Exercise Oncology

There has been huge progress in the field of exercise oncology research over the past two decades and Balanced Bodies Lifestyle Clinic is proud to be practically applying this research with our clients in an individual and group setting. I have been involved with running the Man Plan program for men with Prostate Cancer for the past 12 months with great success. In addition to this I has been involved with the Cancer Council as a facilitator of their ENIRCH program which combines Nutrition and Exercise advice for Cancer Survivors and their carers to reduce the risk of secondary Cancers and other health complications.

Being physically active at any stage in life is important to reduce your risk of cancer, for example:

  • Exercise can help waste pass through the bowels quicker, decreasing the chance of contact with cancer causing agents (Source: Cancer Council Victoria)

  • High activity levels may lower the level of oestrogen in the body and reduce the risk of Breast Cancer (Source: Cancer Council Victoria)

  • Active bodies produce less insulin and insulin-like growth factors that can speed tumour growth (Source: Cancer Council Victoria)

  • Exercise may reduce cancer risk by preventing obesity and systemic inflammation. (www.cancer.net)
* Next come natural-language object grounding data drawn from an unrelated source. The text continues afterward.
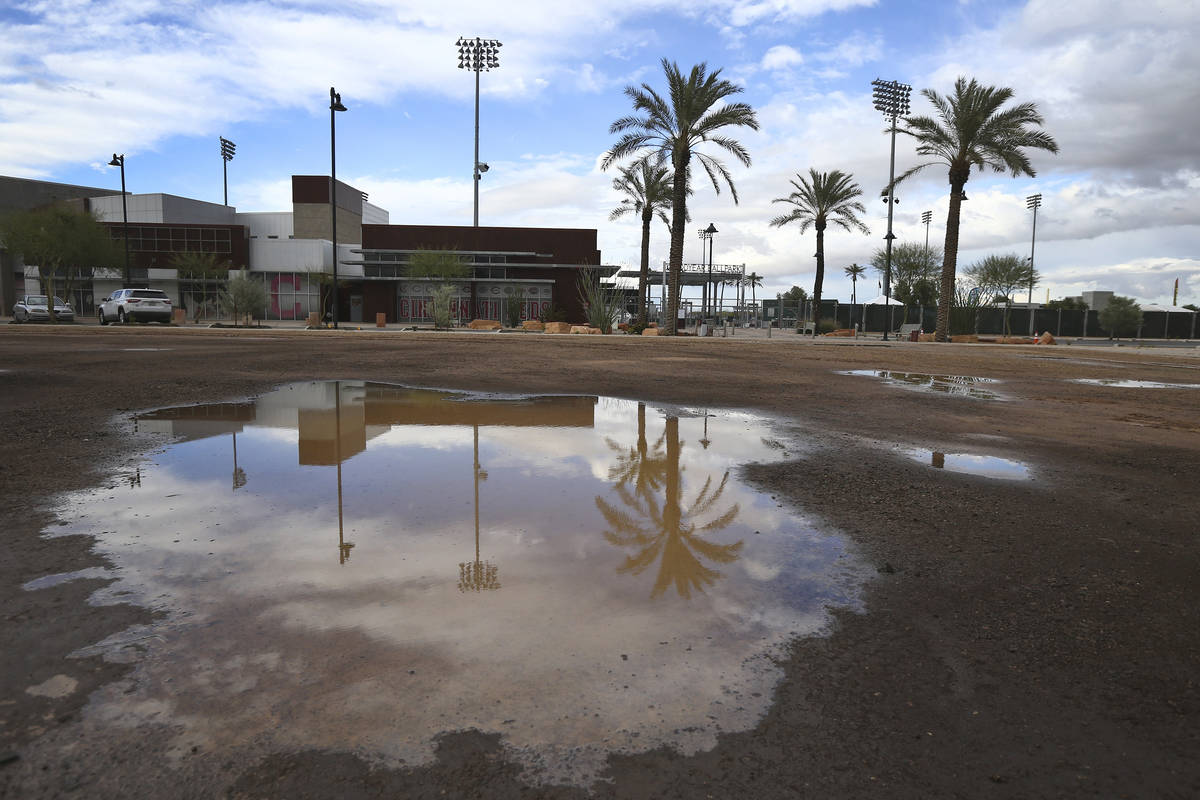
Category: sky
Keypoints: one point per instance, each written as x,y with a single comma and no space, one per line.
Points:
161,80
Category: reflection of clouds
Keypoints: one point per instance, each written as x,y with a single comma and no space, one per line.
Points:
385,651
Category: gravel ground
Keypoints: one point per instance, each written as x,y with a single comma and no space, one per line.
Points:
1023,639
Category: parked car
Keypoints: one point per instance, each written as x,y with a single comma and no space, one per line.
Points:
135,306
33,308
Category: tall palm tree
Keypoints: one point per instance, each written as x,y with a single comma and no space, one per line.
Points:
855,271
754,281
828,197
972,131
675,127
647,186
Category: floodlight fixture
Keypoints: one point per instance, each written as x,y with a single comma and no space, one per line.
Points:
892,100
478,55
119,161
227,151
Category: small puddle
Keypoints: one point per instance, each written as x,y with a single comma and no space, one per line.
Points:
958,385
1131,384
363,566
971,464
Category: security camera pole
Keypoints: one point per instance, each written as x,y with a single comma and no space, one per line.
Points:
478,54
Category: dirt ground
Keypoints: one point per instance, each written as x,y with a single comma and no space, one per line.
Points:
1023,639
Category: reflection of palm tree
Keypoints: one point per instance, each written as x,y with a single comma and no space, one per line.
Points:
669,531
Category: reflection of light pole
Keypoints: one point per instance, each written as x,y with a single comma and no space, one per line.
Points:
335,104
891,98
239,475
478,575
119,161
1032,202
227,150
343,547
478,54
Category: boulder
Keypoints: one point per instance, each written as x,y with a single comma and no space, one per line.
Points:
485,325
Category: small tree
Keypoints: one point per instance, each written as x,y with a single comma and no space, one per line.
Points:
1003,275
915,272
442,266
61,242
203,268
244,298
601,304
1121,317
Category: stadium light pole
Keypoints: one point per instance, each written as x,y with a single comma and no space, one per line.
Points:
892,98
227,150
119,161
478,55
706,234
335,104
1035,203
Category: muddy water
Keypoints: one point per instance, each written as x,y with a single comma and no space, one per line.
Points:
361,566
958,385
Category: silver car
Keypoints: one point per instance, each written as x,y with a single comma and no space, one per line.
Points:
33,308
136,306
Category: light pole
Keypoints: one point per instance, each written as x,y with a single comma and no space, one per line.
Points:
892,98
119,161
335,104
478,54
1035,203
227,150
706,234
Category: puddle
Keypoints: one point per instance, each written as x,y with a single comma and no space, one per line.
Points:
971,464
1131,384
357,566
959,385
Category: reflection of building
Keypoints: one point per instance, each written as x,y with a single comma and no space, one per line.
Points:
336,423
291,251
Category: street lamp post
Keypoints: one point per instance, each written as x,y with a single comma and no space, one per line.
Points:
706,234
892,98
335,104
478,54
227,150
1035,203
119,161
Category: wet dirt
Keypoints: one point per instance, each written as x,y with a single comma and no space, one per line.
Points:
1020,638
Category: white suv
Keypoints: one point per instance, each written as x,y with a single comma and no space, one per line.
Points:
136,306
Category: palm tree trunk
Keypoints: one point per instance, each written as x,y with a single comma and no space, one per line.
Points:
951,260
643,280
820,281
678,226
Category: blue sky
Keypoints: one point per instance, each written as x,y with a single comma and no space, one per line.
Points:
162,80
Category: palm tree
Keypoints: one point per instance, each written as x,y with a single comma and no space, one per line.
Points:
829,197
647,186
972,132
855,271
754,281
675,127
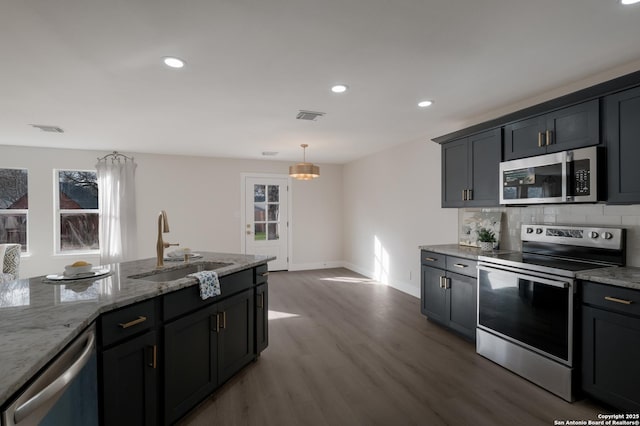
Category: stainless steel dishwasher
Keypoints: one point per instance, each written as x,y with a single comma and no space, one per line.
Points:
64,393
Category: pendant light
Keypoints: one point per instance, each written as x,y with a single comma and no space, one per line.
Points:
304,170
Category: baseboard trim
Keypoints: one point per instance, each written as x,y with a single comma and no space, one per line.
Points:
318,265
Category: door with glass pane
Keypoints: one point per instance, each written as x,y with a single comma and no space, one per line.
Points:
266,227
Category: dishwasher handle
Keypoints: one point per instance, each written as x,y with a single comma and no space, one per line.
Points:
58,384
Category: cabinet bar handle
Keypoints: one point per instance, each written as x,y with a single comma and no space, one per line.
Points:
261,300
615,299
134,322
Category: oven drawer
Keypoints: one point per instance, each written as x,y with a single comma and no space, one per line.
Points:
436,260
462,266
611,298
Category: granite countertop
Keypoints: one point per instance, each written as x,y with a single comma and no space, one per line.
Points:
466,252
627,276
618,276
38,319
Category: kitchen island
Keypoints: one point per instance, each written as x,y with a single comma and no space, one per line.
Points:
38,318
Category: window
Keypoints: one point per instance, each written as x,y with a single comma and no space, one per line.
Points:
14,205
77,218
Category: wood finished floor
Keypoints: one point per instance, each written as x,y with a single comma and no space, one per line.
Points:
357,353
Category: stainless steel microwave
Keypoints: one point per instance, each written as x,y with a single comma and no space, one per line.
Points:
561,177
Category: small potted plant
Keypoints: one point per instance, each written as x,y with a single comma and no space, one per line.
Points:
486,237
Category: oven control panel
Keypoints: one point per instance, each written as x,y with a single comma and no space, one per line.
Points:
610,238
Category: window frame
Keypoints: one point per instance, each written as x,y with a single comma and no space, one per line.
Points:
58,212
25,250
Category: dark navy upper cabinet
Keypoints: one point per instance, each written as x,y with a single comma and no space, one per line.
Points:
622,139
470,170
568,128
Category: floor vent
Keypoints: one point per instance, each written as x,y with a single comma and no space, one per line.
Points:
309,115
45,128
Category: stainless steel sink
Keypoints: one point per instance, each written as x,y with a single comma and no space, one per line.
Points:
178,272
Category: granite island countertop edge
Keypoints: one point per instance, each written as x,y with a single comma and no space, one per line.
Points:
46,330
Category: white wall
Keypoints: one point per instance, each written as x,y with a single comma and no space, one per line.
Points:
201,196
392,205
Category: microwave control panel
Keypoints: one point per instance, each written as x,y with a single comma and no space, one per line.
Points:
581,177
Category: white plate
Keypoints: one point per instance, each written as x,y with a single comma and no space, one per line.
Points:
95,273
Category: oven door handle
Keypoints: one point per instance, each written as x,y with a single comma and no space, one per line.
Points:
514,271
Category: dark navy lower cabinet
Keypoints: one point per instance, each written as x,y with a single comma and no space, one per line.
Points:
611,345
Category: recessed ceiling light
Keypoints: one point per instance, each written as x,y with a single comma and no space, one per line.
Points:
339,88
173,62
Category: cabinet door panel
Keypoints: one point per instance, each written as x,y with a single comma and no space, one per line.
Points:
611,350
462,304
521,138
433,297
622,137
455,165
129,380
262,317
485,151
236,338
574,127
190,361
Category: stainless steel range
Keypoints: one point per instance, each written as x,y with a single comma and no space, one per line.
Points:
527,301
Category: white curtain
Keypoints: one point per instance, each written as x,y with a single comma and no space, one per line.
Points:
116,189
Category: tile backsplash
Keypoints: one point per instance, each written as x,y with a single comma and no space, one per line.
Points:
569,214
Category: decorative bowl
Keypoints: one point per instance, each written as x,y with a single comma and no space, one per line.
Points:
71,270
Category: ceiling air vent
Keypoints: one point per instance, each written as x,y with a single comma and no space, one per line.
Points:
309,115
45,128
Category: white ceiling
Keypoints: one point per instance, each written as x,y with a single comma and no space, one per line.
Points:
93,68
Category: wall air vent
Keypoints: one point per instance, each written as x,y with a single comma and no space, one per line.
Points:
309,115
45,128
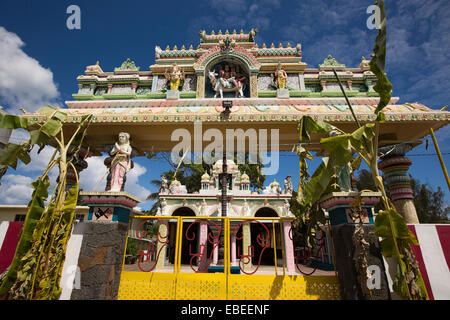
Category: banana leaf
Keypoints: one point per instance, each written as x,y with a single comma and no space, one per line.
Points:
51,112
377,64
308,125
13,152
35,209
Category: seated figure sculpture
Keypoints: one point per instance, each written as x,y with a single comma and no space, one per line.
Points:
280,77
174,77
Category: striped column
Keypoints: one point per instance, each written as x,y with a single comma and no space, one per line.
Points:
395,169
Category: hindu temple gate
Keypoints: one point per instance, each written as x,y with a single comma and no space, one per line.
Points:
267,88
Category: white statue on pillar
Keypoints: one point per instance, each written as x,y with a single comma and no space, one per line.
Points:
204,209
245,209
121,163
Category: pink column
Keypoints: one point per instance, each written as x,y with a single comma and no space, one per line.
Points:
215,255
233,250
288,248
202,245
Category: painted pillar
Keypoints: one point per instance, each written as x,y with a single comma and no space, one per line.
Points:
80,165
133,87
202,244
301,79
233,250
215,255
288,247
162,234
254,85
200,86
246,242
154,83
103,245
347,249
395,169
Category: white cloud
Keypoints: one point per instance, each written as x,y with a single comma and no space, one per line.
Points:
39,162
16,189
90,178
23,81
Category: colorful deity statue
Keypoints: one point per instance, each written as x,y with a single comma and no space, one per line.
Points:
288,185
121,162
280,77
174,77
164,184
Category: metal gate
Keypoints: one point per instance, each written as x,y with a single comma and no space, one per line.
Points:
214,258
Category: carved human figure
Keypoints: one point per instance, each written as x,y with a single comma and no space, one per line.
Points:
288,185
227,77
164,184
174,77
121,162
238,79
280,77
245,209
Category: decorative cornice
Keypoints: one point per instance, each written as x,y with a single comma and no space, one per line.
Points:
127,65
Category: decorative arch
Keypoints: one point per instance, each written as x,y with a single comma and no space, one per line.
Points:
266,207
186,209
215,55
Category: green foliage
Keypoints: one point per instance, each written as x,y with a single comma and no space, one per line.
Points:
36,268
429,203
35,209
396,242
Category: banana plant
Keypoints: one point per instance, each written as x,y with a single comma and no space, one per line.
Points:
36,268
389,224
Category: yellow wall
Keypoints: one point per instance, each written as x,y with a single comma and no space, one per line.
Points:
8,212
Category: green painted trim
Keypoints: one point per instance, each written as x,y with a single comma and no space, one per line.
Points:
188,94
299,93
119,96
156,95
267,93
83,96
352,93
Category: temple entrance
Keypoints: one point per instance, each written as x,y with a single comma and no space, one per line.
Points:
193,234
264,230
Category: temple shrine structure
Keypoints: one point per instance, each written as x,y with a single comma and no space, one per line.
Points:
229,242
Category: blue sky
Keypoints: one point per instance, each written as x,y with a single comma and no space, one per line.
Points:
40,57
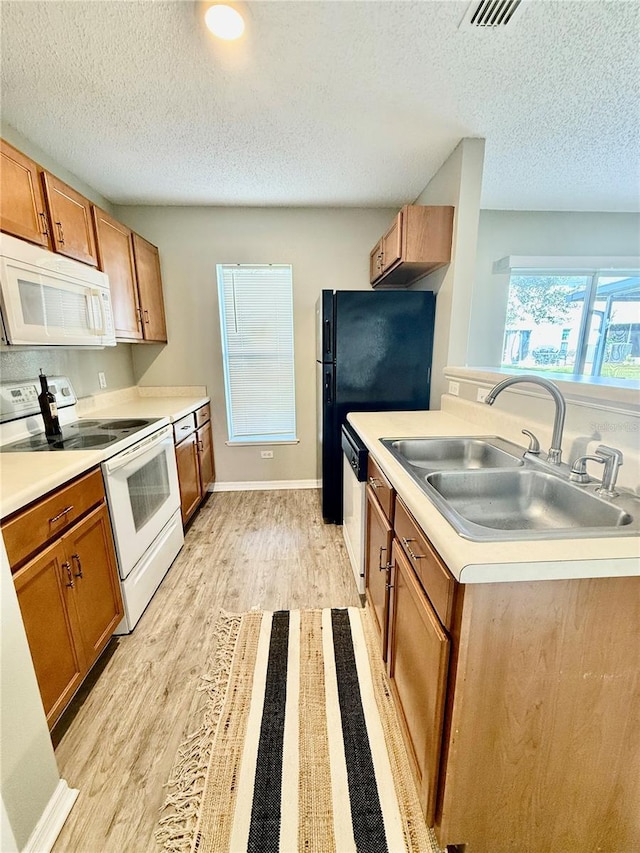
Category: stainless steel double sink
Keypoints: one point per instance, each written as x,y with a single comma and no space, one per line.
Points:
489,490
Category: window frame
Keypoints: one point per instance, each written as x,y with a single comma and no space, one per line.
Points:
234,438
593,269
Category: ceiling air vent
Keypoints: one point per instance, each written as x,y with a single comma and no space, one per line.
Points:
489,14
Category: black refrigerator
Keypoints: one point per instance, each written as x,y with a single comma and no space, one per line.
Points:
373,353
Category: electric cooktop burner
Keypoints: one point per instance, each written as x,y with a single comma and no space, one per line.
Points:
81,435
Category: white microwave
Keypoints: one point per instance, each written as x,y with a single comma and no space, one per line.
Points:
47,299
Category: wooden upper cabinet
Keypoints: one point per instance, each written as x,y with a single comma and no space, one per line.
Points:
417,243
114,242
392,244
71,225
22,209
375,261
147,263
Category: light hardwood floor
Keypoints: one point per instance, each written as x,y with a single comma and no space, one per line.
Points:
245,549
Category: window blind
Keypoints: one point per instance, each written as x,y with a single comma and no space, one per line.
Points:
256,319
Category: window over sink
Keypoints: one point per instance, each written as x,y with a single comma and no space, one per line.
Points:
256,321
582,324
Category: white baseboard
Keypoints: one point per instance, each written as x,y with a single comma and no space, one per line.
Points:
265,485
52,820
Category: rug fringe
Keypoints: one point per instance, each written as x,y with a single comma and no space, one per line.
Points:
187,780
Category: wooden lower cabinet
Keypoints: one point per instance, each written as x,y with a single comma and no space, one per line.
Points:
194,455
43,596
379,536
204,437
417,664
188,476
69,597
97,597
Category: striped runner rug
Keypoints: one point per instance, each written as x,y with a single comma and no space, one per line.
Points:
298,748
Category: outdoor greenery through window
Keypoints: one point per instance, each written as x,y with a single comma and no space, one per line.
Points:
256,320
583,325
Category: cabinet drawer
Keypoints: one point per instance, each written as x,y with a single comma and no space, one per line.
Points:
203,414
32,528
431,571
382,488
184,427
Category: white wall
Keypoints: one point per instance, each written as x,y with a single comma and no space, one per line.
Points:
328,248
516,232
28,771
458,182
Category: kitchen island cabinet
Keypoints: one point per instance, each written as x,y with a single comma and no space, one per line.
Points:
380,498
519,700
65,573
22,208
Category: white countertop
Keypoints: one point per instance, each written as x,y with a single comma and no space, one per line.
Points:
487,562
25,477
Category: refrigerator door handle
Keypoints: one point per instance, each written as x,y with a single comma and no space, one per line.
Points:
327,336
328,395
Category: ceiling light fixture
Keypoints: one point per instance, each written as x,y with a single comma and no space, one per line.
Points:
224,21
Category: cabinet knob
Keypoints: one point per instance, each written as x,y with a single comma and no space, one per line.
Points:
413,556
76,557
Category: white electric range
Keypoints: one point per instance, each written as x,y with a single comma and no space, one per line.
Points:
139,470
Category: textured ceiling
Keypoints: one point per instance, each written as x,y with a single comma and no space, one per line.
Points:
329,103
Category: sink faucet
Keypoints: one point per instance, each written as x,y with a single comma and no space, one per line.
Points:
555,451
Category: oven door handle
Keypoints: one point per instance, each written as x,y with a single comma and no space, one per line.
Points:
139,449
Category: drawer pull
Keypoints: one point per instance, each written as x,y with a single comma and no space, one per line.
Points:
413,556
386,566
76,557
61,514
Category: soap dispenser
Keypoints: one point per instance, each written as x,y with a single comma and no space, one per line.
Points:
49,410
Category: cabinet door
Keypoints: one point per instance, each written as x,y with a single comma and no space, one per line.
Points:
417,666
22,211
115,257
71,226
96,596
377,560
150,289
204,440
43,592
189,476
392,244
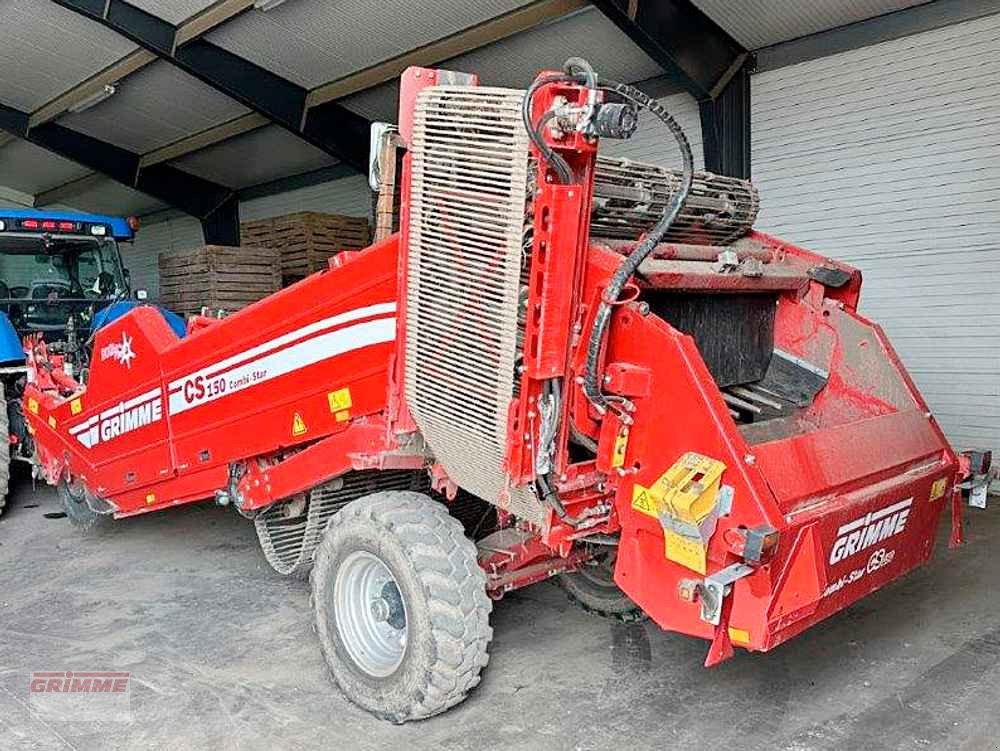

For Cancer patients, exercise should be considered as part of their treatment plan as it can help with reducing the side effects of treatment and decrease mortality risk from secondary health problems that may occur either from side effects of treatment or sedentary behaviours that may result from illness.

Side effects from treatment such as cachexia (“wasting syndrome”), fatigue, oedema, pain, constipation, neuromuscular effects and sexual dysfunction can be reduced through regular exercise. Aerobic exercise improves cardiorespiratory fitness, reduces arterial stiffness, reduces fatigue, increases tolerances to activities of daily living and improves circulation. Resistance training increases/maintains muscle mass, maintains bone mineral density, improves glucose metabolism and storage, improves neuromuscular adaptation and increases tolerances to activities of daily living.

For many Cancer survivors they are at a greater risk of mortality from secondary health complications usually as a result of “sarcopenic obesity” which is muscle wastage combined with obesity. Resistance training in particular can act as a protective mechanism to maintain muscle mass and help maintain a healthy weight.

Mental health can also be positively influenced through exercise by decreasing the chance of depression, increasing confidence and concentration.

Exercise is one thing that Cancer patients can control that has multifaceted benefits in conjunction with medical care.